El bloqueo entre Roma y Nápoles empuja Morata a la Juve

El director deportivo Paratici, harto de esperar el traspaso de Milik para liberar a Dzeko, reactivó la opción del colchonero. El objetivo bianconero es tener a un punta ya este lunes

El bloqueo entre Roma y Nápoles empuja Morata a la Juve
Simon Stacpoole/Offside Offside via Getty Images

La Juventus, como hace a menudo en el mercado, siempre deja abiertas varias puertas para sus objetivos. En este mes la prioridad era regalarle a Pirlo un delantero centro y la lista era clara: Luis Suárez, Dzeko, Morata.

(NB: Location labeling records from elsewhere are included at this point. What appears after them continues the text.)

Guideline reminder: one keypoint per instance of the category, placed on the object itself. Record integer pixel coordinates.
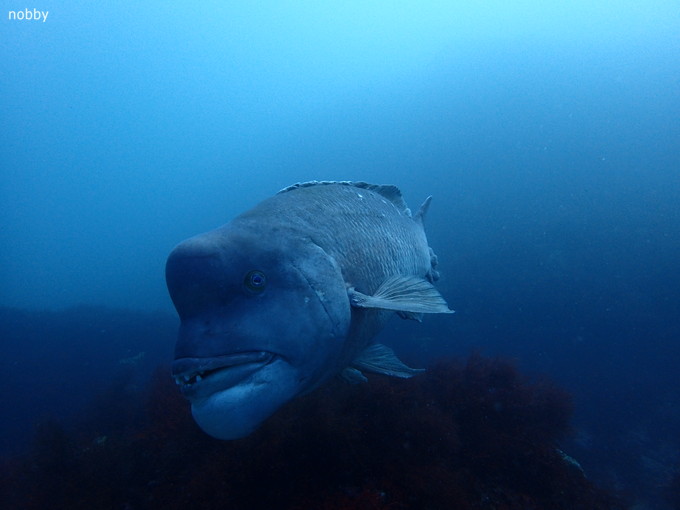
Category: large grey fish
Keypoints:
(292, 293)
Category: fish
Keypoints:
(291, 294)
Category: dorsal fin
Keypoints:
(388, 191)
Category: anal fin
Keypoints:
(380, 359)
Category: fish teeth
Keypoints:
(188, 379)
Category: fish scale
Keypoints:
(292, 293)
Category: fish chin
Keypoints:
(235, 412)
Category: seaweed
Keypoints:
(473, 435)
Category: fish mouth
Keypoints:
(198, 378)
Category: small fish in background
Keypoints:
(292, 293)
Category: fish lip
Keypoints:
(201, 377)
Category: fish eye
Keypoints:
(255, 280)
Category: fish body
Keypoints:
(292, 293)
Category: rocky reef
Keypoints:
(472, 435)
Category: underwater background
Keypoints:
(548, 134)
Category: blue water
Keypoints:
(548, 133)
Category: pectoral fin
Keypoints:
(380, 359)
(409, 294)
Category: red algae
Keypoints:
(477, 435)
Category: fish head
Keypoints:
(264, 318)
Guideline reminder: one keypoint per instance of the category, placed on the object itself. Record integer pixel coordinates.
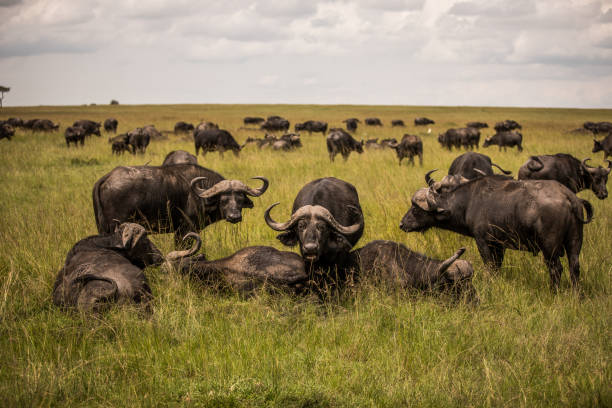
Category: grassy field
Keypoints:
(521, 346)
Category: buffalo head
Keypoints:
(316, 230)
(228, 197)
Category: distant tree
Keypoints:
(3, 89)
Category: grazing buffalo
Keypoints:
(326, 221)
(179, 157)
(507, 126)
(6, 131)
(423, 122)
(466, 137)
(373, 122)
(477, 125)
(567, 170)
(339, 141)
(110, 125)
(74, 134)
(89, 126)
(392, 263)
(169, 198)
(505, 139)
(605, 145)
(183, 127)
(472, 165)
(528, 215)
(253, 120)
(103, 269)
(312, 126)
(212, 140)
(351, 124)
(275, 123)
(598, 127)
(410, 146)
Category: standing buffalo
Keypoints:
(373, 122)
(531, 215)
(326, 221)
(110, 125)
(168, 198)
(89, 126)
(392, 263)
(339, 141)
(567, 170)
(423, 122)
(472, 165)
(605, 145)
(312, 126)
(506, 126)
(410, 146)
(212, 140)
(505, 139)
(179, 157)
(351, 124)
(183, 127)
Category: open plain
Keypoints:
(522, 345)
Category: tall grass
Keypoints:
(521, 346)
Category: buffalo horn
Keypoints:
(428, 178)
(444, 266)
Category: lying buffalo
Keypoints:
(169, 198)
(179, 157)
(340, 142)
(104, 269)
(410, 146)
(394, 264)
(528, 215)
(211, 140)
(567, 170)
(326, 221)
(505, 139)
(605, 145)
(472, 165)
(312, 126)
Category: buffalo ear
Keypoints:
(288, 238)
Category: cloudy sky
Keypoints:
(399, 52)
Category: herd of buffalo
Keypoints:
(538, 212)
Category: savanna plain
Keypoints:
(521, 345)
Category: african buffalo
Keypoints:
(392, 263)
(410, 146)
(179, 157)
(567, 170)
(183, 127)
(423, 121)
(472, 165)
(169, 198)
(505, 139)
(507, 126)
(351, 124)
(312, 126)
(326, 221)
(605, 145)
(212, 140)
(110, 125)
(528, 215)
(339, 141)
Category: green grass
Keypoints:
(521, 346)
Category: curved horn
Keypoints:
(428, 178)
(256, 192)
(444, 266)
(188, 252)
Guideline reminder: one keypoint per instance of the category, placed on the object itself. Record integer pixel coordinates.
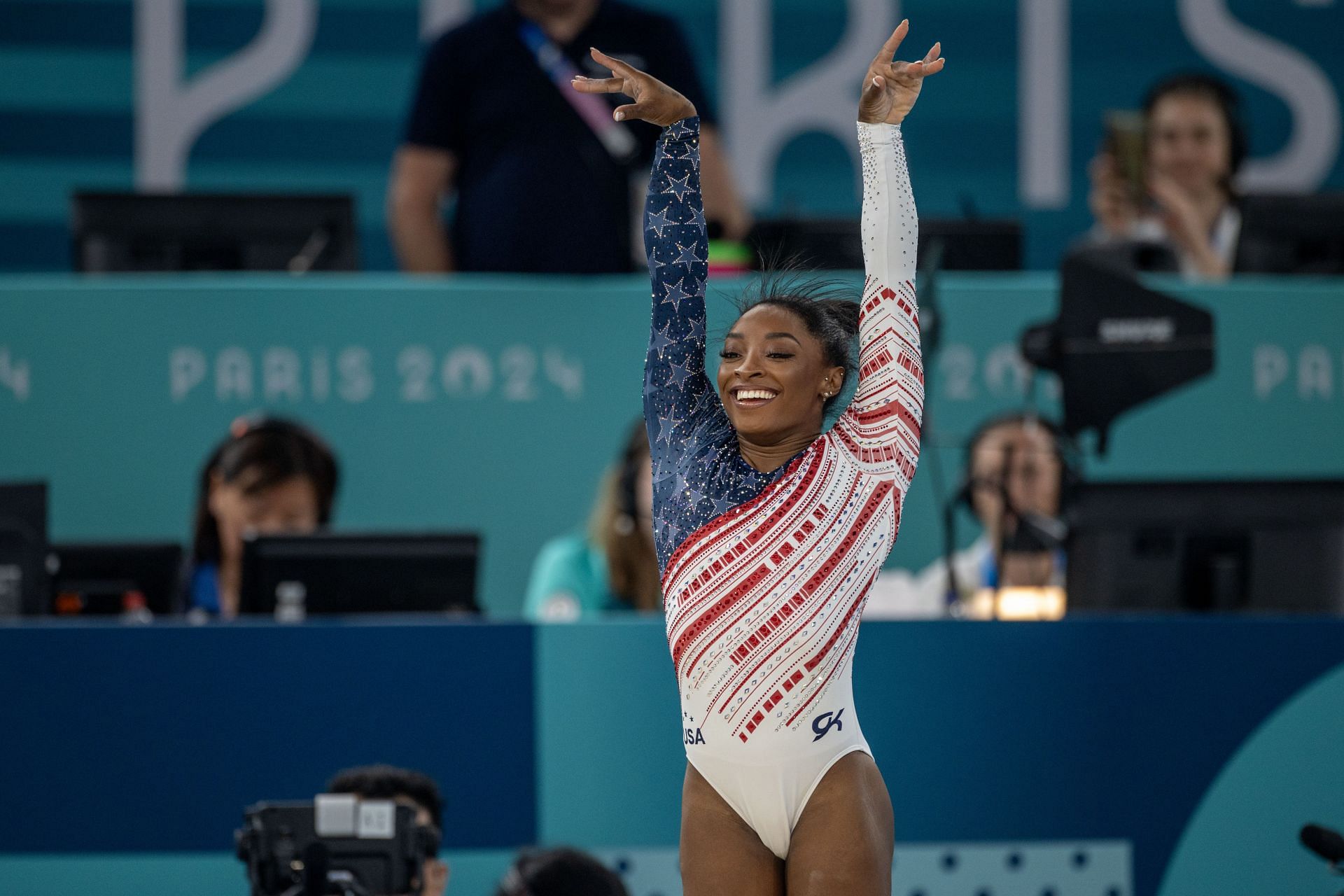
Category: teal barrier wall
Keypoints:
(495, 403)
(89, 99)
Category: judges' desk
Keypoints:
(493, 403)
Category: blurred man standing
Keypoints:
(540, 174)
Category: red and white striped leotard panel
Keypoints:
(764, 602)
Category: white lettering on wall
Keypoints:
(15, 375)
(760, 117)
(1315, 374)
(1269, 368)
(518, 374)
(416, 365)
(1043, 102)
(171, 112)
(186, 371)
(280, 375)
(233, 375)
(354, 368)
(1310, 153)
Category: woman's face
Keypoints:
(1022, 460)
(773, 377)
(1189, 141)
(286, 508)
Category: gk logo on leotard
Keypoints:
(824, 723)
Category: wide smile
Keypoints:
(753, 397)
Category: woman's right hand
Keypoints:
(1109, 198)
(655, 102)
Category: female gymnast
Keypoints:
(769, 532)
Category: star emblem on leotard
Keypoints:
(679, 187)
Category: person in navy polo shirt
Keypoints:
(542, 175)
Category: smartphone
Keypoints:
(1126, 146)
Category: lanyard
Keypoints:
(597, 115)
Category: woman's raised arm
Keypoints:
(676, 242)
(885, 416)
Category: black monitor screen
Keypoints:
(23, 548)
(1250, 546)
(292, 577)
(213, 232)
(1289, 234)
(132, 578)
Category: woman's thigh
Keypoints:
(843, 843)
(721, 855)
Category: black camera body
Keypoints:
(336, 844)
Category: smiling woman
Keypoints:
(769, 532)
(792, 348)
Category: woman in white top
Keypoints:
(1195, 146)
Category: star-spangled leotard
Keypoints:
(765, 574)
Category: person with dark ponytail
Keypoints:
(268, 477)
(771, 531)
(612, 568)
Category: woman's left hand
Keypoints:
(891, 88)
(1186, 226)
(655, 102)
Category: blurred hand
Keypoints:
(890, 88)
(1109, 198)
(655, 102)
(1187, 226)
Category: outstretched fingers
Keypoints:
(889, 49)
(613, 64)
(598, 85)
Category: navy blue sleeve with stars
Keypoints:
(698, 469)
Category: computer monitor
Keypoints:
(293, 577)
(213, 232)
(101, 580)
(1259, 546)
(835, 244)
(1292, 234)
(23, 548)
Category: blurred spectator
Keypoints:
(540, 172)
(613, 567)
(1194, 144)
(269, 477)
(559, 872)
(1018, 454)
(407, 788)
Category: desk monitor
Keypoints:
(101, 580)
(23, 548)
(292, 577)
(1259, 546)
(213, 232)
(1292, 234)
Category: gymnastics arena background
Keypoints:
(1140, 754)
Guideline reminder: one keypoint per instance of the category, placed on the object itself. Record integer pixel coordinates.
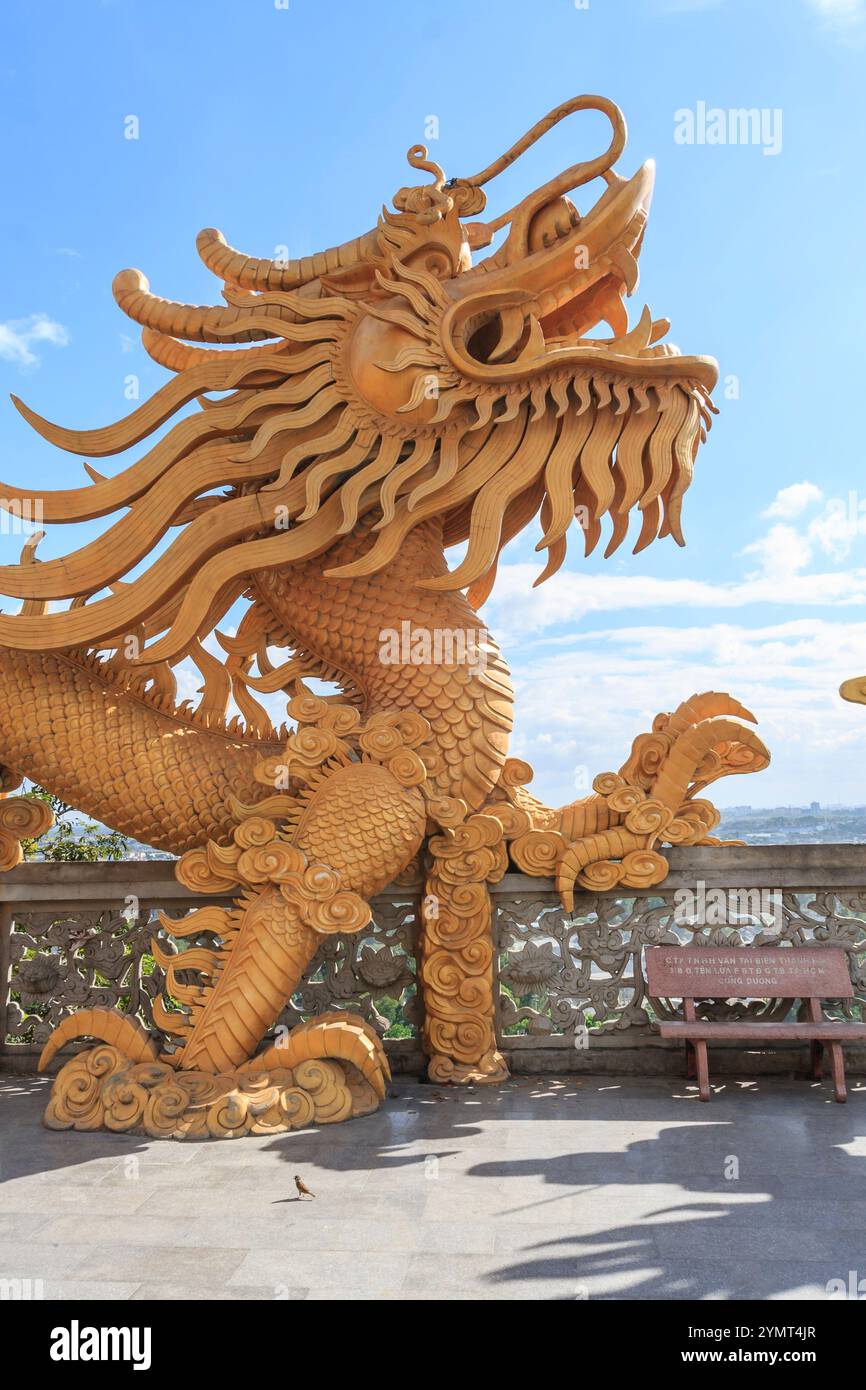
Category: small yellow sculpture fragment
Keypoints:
(398, 401)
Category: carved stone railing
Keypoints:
(570, 988)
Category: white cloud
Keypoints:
(793, 501)
(783, 552)
(20, 335)
(520, 612)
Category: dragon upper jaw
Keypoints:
(546, 299)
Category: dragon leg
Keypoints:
(306, 868)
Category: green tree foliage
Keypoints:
(70, 840)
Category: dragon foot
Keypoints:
(613, 838)
(325, 1070)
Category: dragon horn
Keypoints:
(177, 356)
(253, 273)
(109, 1026)
(202, 323)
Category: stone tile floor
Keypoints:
(542, 1189)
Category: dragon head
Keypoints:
(394, 380)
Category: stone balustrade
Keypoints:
(570, 988)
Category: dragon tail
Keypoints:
(109, 1026)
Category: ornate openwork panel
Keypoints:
(371, 973)
(99, 955)
(77, 961)
(560, 977)
(563, 976)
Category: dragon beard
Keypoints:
(300, 456)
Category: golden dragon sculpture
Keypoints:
(396, 401)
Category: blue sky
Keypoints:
(288, 127)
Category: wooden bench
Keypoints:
(805, 973)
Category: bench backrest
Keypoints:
(748, 973)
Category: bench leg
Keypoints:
(704, 1079)
(837, 1066)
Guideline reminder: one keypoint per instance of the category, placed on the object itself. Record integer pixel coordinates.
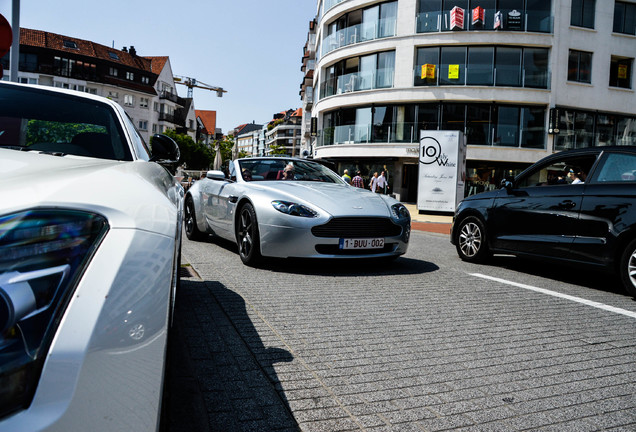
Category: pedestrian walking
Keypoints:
(357, 181)
(346, 177)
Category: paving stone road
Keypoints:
(418, 345)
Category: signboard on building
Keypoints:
(6, 38)
(457, 18)
(428, 71)
(479, 15)
(442, 170)
(514, 20)
(498, 21)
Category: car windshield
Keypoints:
(254, 169)
(50, 122)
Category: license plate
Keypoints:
(370, 243)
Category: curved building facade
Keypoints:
(520, 78)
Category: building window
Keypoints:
(621, 72)
(482, 123)
(579, 129)
(580, 66)
(506, 15)
(625, 18)
(475, 65)
(69, 44)
(28, 62)
(582, 13)
(377, 21)
(359, 73)
(129, 100)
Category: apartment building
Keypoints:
(285, 130)
(143, 86)
(520, 78)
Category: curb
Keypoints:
(436, 227)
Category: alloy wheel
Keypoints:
(470, 239)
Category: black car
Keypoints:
(577, 206)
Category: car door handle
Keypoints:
(566, 205)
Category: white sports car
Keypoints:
(285, 207)
(89, 254)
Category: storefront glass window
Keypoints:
(532, 127)
(508, 67)
(507, 131)
(480, 66)
(453, 116)
(535, 67)
(453, 68)
(478, 124)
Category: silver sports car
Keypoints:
(287, 207)
(90, 235)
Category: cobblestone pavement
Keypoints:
(422, 344)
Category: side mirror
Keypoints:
(506, 184)
(164, 149)
(215, 175)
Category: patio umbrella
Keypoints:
(217, 157)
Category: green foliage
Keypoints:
(195, 155)
(277, 150)
(42, 131)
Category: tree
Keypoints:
(195, 155)
(275, 149)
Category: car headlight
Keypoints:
(400, 211)
(294, 209)
(43, 254)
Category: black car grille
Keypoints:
(357, 227)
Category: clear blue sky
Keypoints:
(251, 48)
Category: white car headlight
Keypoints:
(43, 254)
(400, 211)
(294, 209)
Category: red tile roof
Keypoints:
(157, 63)
(53, 41)
(208, 118)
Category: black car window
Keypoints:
(558, 172)
(617, 167)
(39, 120)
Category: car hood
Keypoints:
(129, 194)
(335, 199)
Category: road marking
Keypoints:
(559, 295)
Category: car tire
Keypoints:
(247, 236)
(627, 268)
(472, 243)
(190, 223)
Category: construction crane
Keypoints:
(193, 82)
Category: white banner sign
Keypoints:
(442, 170)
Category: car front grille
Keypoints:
(357, 227)
(335, 250)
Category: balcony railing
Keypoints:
(357, 81)
(509, 77)
(331, 3)
(437, 21)
(168, 95)
(359, 33)
(166, 117)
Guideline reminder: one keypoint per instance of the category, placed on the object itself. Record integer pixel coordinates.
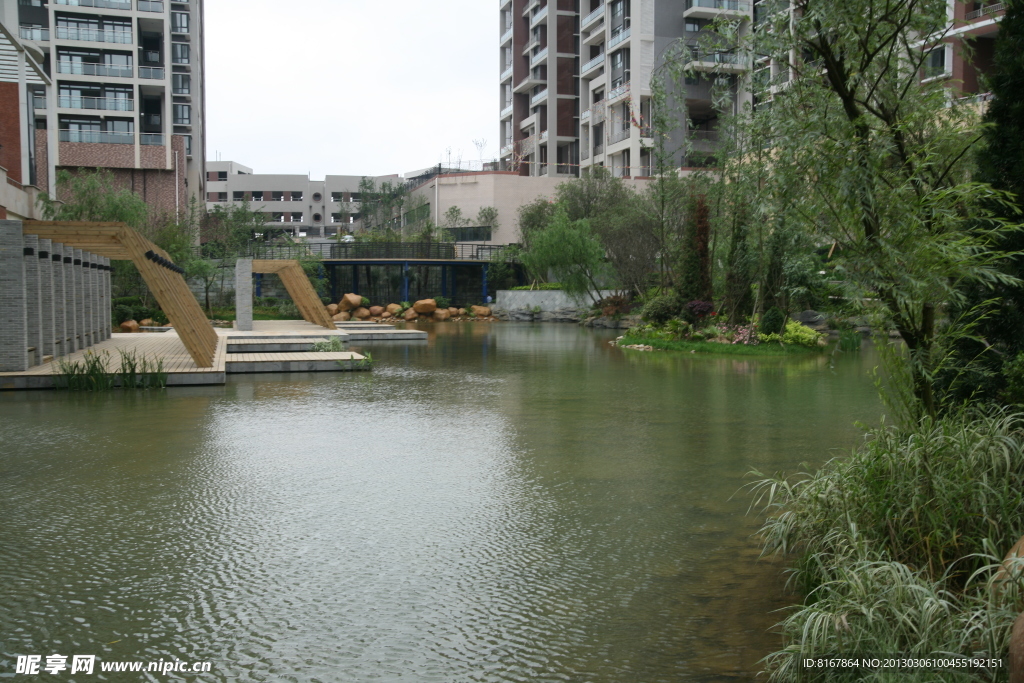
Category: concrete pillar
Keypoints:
(13, 328)
(33, 300)
(59, 300)
(46, 300)
(71, 322)
(244, 294)
(78, 309)
(105, 280)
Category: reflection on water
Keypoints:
(508, 503)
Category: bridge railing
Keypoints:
(372, 251)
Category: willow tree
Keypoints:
(869, 157)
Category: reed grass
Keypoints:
(897, 547)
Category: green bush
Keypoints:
(796, 335)
(772, 323)
(1014, 372)
(660, 309)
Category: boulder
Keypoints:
(350, 302)
(426, 306)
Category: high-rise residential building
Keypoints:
(127, 91)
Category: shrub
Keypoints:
(772, 323)
(1014, 372)
(659, 309)
(696, 311)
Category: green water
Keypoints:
(503, 503)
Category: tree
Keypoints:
(570, 251)
(866, 157)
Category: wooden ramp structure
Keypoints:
(299, 288)
(165, 280)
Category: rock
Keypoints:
(350, 302)
(1016, 664)
(425, 306)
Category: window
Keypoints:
(182, 84)
(182, 116)
(180, 53)
(179, 23)
(935, 62)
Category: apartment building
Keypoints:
(293, 204)
(126, 91)
(23, 78)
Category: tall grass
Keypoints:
(93, 373)
(897, 547)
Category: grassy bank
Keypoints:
(719, 349)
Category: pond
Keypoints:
(506, 502)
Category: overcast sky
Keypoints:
(350, 87)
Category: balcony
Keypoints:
(719, 62)
(99, 4)
(88, 69)
(102, 103)
(593, 16)
(100, 136)
(31, 33)
(94, 35)
(619, 38)
(990, 9)
(592, 65)
(711, 9)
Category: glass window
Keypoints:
(180, 53)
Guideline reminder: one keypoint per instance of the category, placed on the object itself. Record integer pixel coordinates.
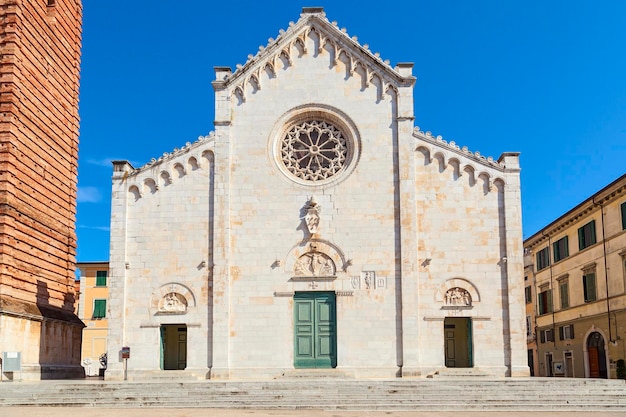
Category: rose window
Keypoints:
(314, 150)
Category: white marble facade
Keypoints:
(315, 180)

El uruguayo, como ha explicado ayer Fabio Paratici, ha caído por los problemas en conseguir su pasaporte italiano a tiempo, y con el bosnio bloqueado por Roma y Nápoles, en estas horas ha vuelto a coger fuerza la opción Álvaro Morata, adelantada por AS el pasado 5 de septiembre.

Giallorossi y azzurri siguen sin encontrar un acuerdo por Arkadiusz Milik, a pesar de que el polaco ya pasó el reconocimiento médico el viernes en Suiza. Los romanos tampoco utilizaron a Edin Dzeko durante el partido con el Verona del sábado, conscientes de que en las siguientes horas el delantero se habría podido marchar hacía Turín.

Ayer, sin embargo, surgieron nuevos problemas en la negociación: la Roma pidió un descuento sobre los 25 millones pactados con el Nápoles y De Laurentiis, hasta ahora, no quiso concederlo. Mientras tanto, la Juve esperaba y cada vez más nerviosa.

Paratici le había prometido a Pirlo tener a un delantero antes de que arrancara la Liga y ayer el técnico tuvo que apañarse con adaptar a Kulusevski al lado de Cristiano (le salió bien: 3-0 a la Sampdoria con gol del sueco).

La Vecchia Signora no quiere esperar ni un día más: si hoy no llega Dzeko, mañana lo hará Morata. Los contactos con el Atlético se han intensificado en las últimas horas y la posible llegada de Luis Suárez al cuadro rojiblanco favorece la negociación.

La Juve quiere una cesión con opción de compra desembolsando en total alrededor de 45 millones, y los colchoneros prefieren que esa opción sea obligatoria. La distancia no es insalvable, mientras que con el jugador ya está todo arreglado desde hace semanas. Antes de que se acabe este lunes, la Vecchia Signora quiere tener a un punta: la paciencia de Paratici se ha agotado.